Chalmers St – Consulting

The Hard Work of Data Collection

I wish I could find the slides from my project I completed to become a certified Green Belt. I remember I had such a hard time pulling together data to support my work. It actually took over a year because I stubbornly searched for a ready made data set that I could analyze. This was in 2001, so I really don’t remember exactly what the project was about. I do remember an important lesson from the experience; it is not often that we will find the exact data that we need. It is more often the case that we will have to go capture and create the data set for our analysis.


A lot has changed in the operations world since 2001. Today most companies run on an enterprise resource system or systems that are collecting huge amounts of data. Some of it is stored and easy to retrieve, some of it not so much. These days when we kick off an improvement project the first task is to investigate the information that is captured in these systems to understand how the information is organized, the quality of the data, and the different ways that we can retrieve it to build a picture of the operations or the specific function we desire to improve. Large systems like this can provide years of data on order types, fulfillment cycle times, and scrap amounts. It is an endless array of information. Large data sources allow us to see all of the variation in output. We can use reporting tools to create real time dashboards. This is really great, but just like I learned from my first Green Belt project this path does come with its own drawbacks. 


Large data sources are often a collection of data tables that do not clearly or easily connect. A lot of time can be wasted trying to understand the input source and figuring out how to correctly tie tables together to create a clean picture. This takes some skill and experience and can be done incorrectly which leads to misinterpretations. Worse, if the source of the data is not clean we could just end up tabulating and analyzing incorrect information. Data tables without the practical context of how the data is gathered is not enough.
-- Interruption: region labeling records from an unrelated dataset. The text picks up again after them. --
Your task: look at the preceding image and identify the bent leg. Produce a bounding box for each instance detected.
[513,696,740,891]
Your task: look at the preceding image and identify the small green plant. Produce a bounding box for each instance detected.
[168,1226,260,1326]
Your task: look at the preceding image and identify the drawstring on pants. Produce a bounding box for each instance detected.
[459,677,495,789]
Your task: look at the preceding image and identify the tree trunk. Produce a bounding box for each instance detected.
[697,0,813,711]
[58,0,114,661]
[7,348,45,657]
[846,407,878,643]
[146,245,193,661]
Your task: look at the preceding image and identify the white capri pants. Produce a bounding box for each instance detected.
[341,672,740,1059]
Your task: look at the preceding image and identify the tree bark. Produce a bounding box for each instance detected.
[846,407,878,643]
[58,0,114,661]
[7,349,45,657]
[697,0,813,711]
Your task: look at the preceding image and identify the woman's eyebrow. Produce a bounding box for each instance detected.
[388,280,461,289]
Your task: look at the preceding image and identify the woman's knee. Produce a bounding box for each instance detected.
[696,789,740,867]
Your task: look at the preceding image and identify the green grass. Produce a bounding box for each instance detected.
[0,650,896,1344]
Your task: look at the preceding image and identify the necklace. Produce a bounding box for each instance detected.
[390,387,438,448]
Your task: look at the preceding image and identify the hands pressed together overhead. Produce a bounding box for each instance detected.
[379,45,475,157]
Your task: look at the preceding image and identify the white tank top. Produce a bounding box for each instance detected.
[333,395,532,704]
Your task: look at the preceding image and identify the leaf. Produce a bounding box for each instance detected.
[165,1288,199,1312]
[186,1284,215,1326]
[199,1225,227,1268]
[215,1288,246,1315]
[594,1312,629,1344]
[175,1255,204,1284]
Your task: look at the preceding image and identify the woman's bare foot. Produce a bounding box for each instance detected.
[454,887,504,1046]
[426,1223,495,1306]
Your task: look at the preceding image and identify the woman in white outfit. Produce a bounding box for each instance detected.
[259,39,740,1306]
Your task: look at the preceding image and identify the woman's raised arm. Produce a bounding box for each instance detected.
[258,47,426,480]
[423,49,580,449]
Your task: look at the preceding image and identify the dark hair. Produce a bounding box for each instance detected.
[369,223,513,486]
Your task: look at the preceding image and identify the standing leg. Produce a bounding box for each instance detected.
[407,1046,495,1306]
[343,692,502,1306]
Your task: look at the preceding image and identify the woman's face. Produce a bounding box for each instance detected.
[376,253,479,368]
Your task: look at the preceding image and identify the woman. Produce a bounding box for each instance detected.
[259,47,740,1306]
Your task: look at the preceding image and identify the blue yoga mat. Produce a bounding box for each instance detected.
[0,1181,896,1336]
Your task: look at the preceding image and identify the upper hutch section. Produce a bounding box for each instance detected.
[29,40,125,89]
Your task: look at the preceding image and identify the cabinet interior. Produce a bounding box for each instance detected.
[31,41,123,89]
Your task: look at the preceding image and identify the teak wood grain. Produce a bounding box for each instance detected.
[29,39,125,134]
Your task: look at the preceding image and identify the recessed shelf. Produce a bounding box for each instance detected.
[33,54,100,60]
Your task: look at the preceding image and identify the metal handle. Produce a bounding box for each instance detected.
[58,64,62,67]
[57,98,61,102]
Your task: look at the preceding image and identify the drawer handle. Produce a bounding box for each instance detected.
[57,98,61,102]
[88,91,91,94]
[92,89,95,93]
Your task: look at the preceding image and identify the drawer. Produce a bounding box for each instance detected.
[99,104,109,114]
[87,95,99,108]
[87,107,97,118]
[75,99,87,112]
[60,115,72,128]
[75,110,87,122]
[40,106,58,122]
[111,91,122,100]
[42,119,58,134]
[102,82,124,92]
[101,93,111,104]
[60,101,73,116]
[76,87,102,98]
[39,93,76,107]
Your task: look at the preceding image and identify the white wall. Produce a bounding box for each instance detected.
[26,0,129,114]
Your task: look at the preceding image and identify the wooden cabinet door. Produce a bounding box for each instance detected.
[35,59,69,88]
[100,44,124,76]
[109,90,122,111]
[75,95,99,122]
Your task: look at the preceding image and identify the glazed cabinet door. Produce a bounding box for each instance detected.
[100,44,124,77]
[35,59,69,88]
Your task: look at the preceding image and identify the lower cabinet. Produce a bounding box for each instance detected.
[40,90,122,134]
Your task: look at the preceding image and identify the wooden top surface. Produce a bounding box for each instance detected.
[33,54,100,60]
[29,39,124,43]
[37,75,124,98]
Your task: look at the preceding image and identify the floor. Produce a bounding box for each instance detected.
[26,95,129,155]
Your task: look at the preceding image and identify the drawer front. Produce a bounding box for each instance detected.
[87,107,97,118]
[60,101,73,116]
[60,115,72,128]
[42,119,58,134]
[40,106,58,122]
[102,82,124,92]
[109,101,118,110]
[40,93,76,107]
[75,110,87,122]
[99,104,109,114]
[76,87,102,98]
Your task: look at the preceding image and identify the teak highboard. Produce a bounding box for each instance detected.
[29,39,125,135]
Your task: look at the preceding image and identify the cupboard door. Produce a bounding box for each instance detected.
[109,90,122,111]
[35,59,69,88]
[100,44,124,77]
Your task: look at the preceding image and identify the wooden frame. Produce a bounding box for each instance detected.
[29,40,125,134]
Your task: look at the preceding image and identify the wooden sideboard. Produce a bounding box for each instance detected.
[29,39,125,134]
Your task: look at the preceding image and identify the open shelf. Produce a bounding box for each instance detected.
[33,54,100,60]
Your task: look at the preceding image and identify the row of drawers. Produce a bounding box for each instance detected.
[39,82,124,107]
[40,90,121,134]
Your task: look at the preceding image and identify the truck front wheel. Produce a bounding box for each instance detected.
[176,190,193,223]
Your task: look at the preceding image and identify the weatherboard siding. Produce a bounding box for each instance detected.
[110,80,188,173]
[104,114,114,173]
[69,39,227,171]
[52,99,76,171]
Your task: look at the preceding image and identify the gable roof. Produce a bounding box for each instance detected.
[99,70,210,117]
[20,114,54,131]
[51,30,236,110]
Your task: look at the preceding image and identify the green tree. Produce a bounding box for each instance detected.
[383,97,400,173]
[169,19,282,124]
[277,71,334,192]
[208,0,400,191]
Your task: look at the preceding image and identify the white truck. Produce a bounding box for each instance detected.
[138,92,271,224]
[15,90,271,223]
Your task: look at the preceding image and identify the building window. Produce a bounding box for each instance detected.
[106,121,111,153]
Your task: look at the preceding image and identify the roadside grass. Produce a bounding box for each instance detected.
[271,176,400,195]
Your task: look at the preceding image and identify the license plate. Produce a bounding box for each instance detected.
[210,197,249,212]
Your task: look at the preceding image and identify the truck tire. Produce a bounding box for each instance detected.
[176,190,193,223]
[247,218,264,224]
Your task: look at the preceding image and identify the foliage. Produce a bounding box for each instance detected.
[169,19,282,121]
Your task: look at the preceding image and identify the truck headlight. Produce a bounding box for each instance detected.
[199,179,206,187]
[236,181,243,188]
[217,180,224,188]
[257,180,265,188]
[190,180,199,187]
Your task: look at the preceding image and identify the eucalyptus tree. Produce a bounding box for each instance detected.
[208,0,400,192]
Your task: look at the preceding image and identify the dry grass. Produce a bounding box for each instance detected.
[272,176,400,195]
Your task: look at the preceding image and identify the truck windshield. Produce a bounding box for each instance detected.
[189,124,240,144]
There is always a need to get into the operations environment to understand the input process of the data.


The other problem with large data sources is that while we can see all of the variation, we do not really know much about the causes of variation. For example, we do not know that demand dropped for a week due to a large snow storm, we do not know that we missed a bunch of shipments one day because of a system outage, we do not know that scrap spiked one month because of a supplier issue. This is a big problem because understanding the source of variation is the whole purpose of an improvement project. 
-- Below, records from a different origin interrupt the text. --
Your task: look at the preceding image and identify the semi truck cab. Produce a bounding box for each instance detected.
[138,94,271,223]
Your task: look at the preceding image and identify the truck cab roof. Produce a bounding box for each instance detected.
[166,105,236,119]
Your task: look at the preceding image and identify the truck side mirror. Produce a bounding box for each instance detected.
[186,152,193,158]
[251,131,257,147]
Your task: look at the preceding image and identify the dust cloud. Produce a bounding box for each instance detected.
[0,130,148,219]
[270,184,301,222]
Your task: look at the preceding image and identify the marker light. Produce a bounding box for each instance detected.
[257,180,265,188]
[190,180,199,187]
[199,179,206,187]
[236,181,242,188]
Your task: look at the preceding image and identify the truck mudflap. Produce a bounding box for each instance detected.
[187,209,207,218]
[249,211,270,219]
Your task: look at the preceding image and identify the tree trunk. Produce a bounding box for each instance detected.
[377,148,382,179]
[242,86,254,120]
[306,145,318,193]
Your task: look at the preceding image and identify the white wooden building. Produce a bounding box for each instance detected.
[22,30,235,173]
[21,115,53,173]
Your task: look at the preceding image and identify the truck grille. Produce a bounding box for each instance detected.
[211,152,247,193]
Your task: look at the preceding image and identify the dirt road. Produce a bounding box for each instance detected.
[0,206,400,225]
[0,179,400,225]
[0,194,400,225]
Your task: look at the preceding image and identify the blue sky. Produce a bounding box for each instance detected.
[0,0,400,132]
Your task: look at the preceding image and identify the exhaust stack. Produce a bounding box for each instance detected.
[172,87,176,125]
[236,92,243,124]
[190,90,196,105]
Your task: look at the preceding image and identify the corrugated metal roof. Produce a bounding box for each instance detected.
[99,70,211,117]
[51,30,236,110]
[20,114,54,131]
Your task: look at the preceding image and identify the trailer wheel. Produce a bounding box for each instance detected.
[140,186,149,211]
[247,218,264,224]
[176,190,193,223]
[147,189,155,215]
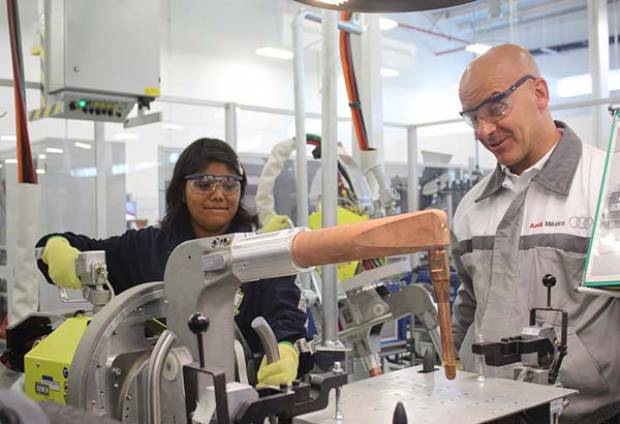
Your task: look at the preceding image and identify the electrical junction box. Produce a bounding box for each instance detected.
[30,0,160,122]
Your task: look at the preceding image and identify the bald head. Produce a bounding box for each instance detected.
[459,44,560,174]
[459,44,540,101]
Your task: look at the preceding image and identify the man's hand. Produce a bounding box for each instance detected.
[257,342,299,386]
[260,215,293,233]
[41,236,82,289]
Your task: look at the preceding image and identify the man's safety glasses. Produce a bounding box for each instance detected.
[185,174,243,194]
[460,74,536,129]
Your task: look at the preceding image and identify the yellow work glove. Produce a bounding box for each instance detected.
[260,215,293,233]
[41,236,82,289]
[257,342,299,386]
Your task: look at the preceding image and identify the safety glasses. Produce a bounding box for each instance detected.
[460,74,536,129]
[185,174,243,194]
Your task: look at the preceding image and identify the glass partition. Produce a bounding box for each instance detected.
[584,109,620,288]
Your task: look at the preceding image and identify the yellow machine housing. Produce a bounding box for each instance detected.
[24,316,93,404]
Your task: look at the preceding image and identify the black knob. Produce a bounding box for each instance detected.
[392,402,407,424]
[543,274,558,287]
[187,312,210,334]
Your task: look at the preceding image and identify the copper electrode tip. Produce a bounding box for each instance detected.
[291,209,456,380]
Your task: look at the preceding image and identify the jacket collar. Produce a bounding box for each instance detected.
[475,121,583,203]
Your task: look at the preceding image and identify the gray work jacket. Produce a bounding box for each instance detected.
[453,122,620,424]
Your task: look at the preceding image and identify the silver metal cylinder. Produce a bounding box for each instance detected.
[321,10,338,344]
[146,330,176,424]
[230,228,309,283]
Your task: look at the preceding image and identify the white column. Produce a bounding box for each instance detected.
[94,121,109,238]
[407,125,420,268]
[224,103,239,150]
[588,0,611,149]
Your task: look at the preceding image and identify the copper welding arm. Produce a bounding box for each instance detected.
[291,210,456,379]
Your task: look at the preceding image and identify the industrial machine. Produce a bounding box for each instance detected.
[256,138,441,378]
[11,211,455,423]
[472,274,568,385]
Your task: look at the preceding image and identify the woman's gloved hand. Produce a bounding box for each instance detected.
[41,236,82,289]
[257,342,299,386]
[259,214,293,233]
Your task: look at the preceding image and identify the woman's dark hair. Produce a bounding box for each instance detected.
[161,138,257,234]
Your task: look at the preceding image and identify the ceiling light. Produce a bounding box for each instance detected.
[317,0,348,6]
[161,122,183,131]
[256,47,293,60]
[379,18,398,31]
[297,0,474,13]
[114,132,140,141]
[75,141,93,149]
[381,68,399,78]
[465,43,491,55]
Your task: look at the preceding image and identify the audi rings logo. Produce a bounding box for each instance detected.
[568,216,594,230]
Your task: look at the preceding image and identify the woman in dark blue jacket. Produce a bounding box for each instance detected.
[37,138,306,385]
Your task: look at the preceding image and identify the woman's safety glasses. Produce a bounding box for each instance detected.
[460,75,536,129]
[185,174,243,194]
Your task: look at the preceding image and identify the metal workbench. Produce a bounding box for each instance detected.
[294,366,577,424]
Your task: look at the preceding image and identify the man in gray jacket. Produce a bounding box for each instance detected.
[453,44,620,424]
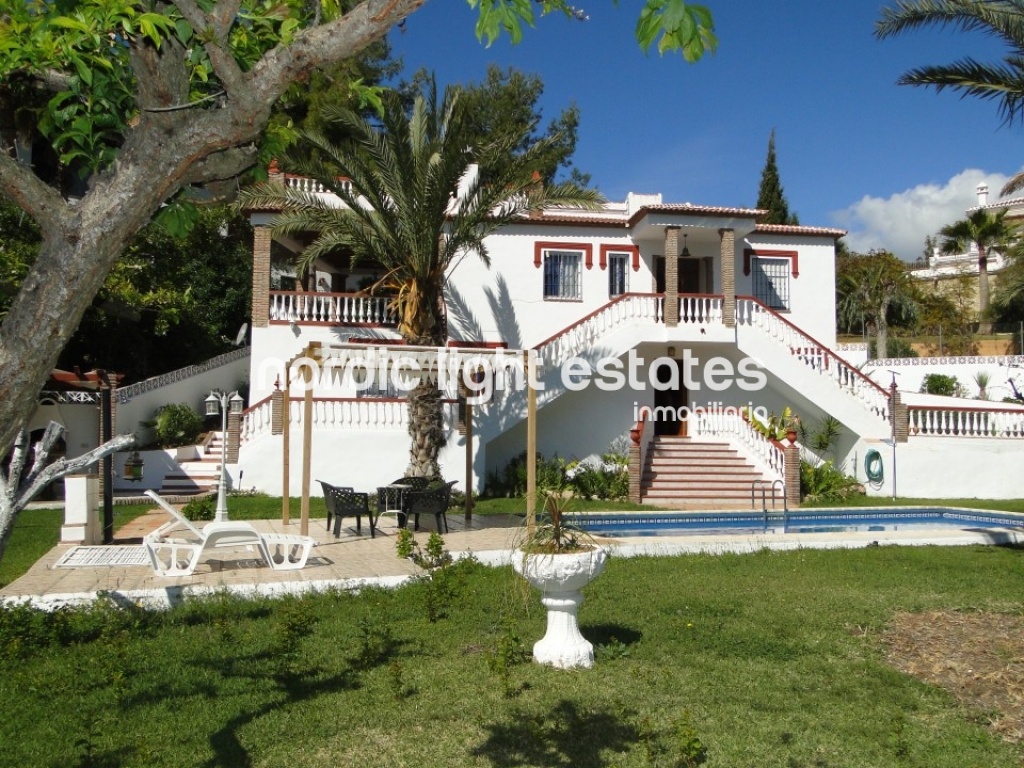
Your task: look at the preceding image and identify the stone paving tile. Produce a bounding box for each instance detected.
[0,510,518,599]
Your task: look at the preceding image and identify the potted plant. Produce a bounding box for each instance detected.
[512,488,608,669]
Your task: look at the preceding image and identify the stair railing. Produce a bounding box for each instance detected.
[690,409,785,481]
[736,296,889,420]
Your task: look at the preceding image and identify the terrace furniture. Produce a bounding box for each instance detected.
[377,477,430,528]
[142,490,313,575]
[317,480,377,539]
[401,480,458,534]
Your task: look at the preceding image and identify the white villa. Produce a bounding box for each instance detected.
[51,165,1024,509]
[218,167,1024,508]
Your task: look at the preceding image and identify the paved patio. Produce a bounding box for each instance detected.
[0,509,522,606]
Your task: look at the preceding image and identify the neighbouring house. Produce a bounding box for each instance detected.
[222,166,1024,508]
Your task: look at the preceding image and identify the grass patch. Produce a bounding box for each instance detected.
[0,547,1024,768]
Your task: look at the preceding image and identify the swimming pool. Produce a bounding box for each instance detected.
[571,507,1024,538]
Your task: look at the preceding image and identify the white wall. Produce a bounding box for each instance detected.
[114,350,249,445]
[736,232,836,348]
[863,355,1024,401]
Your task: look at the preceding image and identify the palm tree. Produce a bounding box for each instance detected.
[874,0,1024,195]
[836,251,918,359]
[240,84,601,477]
[939,208,1013,333]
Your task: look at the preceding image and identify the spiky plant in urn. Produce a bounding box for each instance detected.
[512,489,608,669]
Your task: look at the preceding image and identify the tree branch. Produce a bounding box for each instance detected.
[170,0,249,99]
[14,434,135,510]
[182,146,259,184]
[0,152,68,232]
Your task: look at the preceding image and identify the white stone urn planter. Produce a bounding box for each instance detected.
[512,546,608,669]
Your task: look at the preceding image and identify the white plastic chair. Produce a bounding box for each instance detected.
[142,490,313,575]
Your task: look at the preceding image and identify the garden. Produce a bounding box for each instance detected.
[0,499,1024,768]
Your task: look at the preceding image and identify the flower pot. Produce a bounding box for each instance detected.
[512,547,608,669]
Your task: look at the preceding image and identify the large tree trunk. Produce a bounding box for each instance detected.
[978,246,992,334]
[0,0,425,551]
[406,380,444,477]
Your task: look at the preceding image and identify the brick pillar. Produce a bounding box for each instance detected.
[783,441,800,509]
[224,412,242,464]
[889,382,910,442]
[270,389,285,434]
[252,226,270,328]
[718,229,737,325]
[665,226,679,328]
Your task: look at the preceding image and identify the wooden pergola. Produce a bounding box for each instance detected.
[281,341,537,536]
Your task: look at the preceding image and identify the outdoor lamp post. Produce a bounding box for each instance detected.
[206,391,243,522]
I achieved my Green Belt Certification in 2002 because I buckled down and did the hard work of data collection. We have to accept that often the data collected automatically through large systems is not necessarily the view that we need to understand and solve the problem. When this happens we have to develop a method for collecting this data manually. I like to think of this as two different approaches, controlled collection and uncontrolled collection.
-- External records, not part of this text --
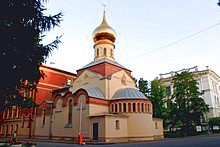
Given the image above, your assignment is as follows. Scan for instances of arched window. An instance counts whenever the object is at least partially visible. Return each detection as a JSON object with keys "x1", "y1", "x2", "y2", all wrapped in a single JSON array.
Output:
[
  {"x1": 132, "y1": 103, "x2": 136, "y2": 112},
  {"x1": 123, "y1": 103, "x2": 127, "y2": 112},
  {"x1": 104, "y1": 48, "x2": 107, "y2": 56},
  {"x1": 96, "y1": 48, "x2": 99, "y2": 57},
  {"x1": 141, "y1": 103, "x2": 144, "y2": 112},
  {"x1": 3, "y1": 110, "x2": 6, "y2": 119},
  {"x1": 15, "y1": 124, "x2": 18, "y2": 133},
  {"x1": 137, "y1": 103, "x2": 141, "y2": 112},
  {"x1": 11, "y1": 125, "x2": 13, "y2": 134},
  {"x1": 68, "y1": 100, "x2": 73, "y2": 124},
  {"x1": 147, "y1": 104, "x2": 150, "y2": 113},
  {"x1": 21, "y1": 115, "x2": 25, "y2": 128},
  {"x1": 128, "y1": 103, "x2": 131, "y2": 112},
  {"x1": 115, "y1": 104, "x2": 118, "y2": 113},
  {"x1": 111, "y1": 104, "x2": 114, "y2": 112},
  {"x1": 56, "y1": 98, "x2": 63, "y2": 112},
  {"x1": 41, "y1": 109, "x2": 46, "y2": 127},
  {"x1": 145, "y1": 104, "x2": 148, "y2": 113},
  {"x1": 111, "y1": 49, "x2": 113, "y2": 57}
]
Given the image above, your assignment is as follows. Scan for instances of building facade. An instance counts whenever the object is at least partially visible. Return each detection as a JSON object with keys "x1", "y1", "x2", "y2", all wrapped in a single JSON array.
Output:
[
  {"x1": 0, "y1": 65, "x2": 76, "y2": 138},
  {"x1": 35, "y1": 13, "x2": 163, "y2": 142},
  {"x1": 160, "y1": 66, "x2": 220, "y2": 121}
]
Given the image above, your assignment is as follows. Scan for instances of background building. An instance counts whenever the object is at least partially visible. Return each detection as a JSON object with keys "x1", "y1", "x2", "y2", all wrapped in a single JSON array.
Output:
[
  {"x1": 0, "y1": 65, "x2": 76, "y2": 138},
  {"x1": 160, "y1": 66, "x2": 220, "y2": 121}
]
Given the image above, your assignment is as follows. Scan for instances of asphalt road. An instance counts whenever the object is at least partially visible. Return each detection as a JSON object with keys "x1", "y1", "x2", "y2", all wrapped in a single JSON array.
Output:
[{"x1": 36, "y1": 137, "x2": 220, "y2": 147}]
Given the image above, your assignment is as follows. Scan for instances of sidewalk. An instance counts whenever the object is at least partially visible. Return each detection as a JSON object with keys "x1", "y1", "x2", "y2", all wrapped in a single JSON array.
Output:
[{"x1": 0, "y1": 133, "x2": 220, "y2": 146}]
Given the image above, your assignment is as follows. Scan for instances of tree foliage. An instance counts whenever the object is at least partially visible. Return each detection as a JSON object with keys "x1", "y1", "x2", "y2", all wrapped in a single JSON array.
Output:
[
  {"x1": 0, "y1": 0, "x2": 62, "y2": 111},
  {"x1": 170, "y1": 71, "x2": 209, "y2": 134}
]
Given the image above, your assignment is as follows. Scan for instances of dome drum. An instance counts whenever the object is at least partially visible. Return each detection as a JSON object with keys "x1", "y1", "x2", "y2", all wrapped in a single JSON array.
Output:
[{"x1": 93, "y1": 32, "x2": 115, "y2": 43}]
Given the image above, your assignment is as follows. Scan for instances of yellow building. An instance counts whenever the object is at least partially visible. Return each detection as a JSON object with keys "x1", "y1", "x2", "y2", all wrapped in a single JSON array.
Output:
[{"x1": 35, "y1": 12, "x2": 163, "y2": 142}]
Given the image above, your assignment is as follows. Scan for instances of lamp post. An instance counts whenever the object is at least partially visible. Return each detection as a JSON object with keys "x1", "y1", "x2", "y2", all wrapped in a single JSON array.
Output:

When I say “uncontrolled collection” I do not actually mean that the collection is uncontrolled. That would be bad. We want to observe the process in its natural and untampered state. We set up a tracking sheet or we observe a day or two of regular operations. We collect specific data points and make notes about what we saw. These days I do not actually stand and watch processes for too long. If I want an hour or more of observation we typically record the work with a camera. This is powerful because we are collecting exactly what we want and we can note things that we observe that cause variation in real time. This approach has some drawbacks. The data sets are much smaller so we will assuredly miss some types of variation. It is harder to collect enough data to create multiple month trends. This is time consuming and can be a bit intrusive. Recently, we had a client employee ask if he could stop a data collection effort because it was consuming too much of his time. We had successfully validated an improvement so we stopped the collection. The downside is that we lose the full picture of the savings from our work. 


Anyone that has ever performed a designed experiment (DOE) or a gauge R&R has experience in controlled data collection. In this case, we are controlling the process of interest. Here we can study and understand the impact of specific variations because we will create a controlled environment where we purposefully vary the factors of interest. These can be machine settings, supplier materials, years of experience of the operator, etc. We change each of these in a controlled environment and measure the impact on the output. This type of collection is very powerful because it provides much stronger evidence of causation than any other data collection method. The drawbacks are much smaller data sets. Also, these are usually fairly costly to run. Not only is there more thought and planning required to create the controlled environment, but you also have to figure out how to control the variations that will be inserted into the process. 


To conclude, it is more important to know exactly what you are collecting and how it was collected than to have large data sources. This is not to say that large data sources are not valuable. They are highly valuable and modern applications are only going to increase the value of data. But, I think it will continue to be true that small samples and experimental methods are important tools in our data collection and analysis tool box.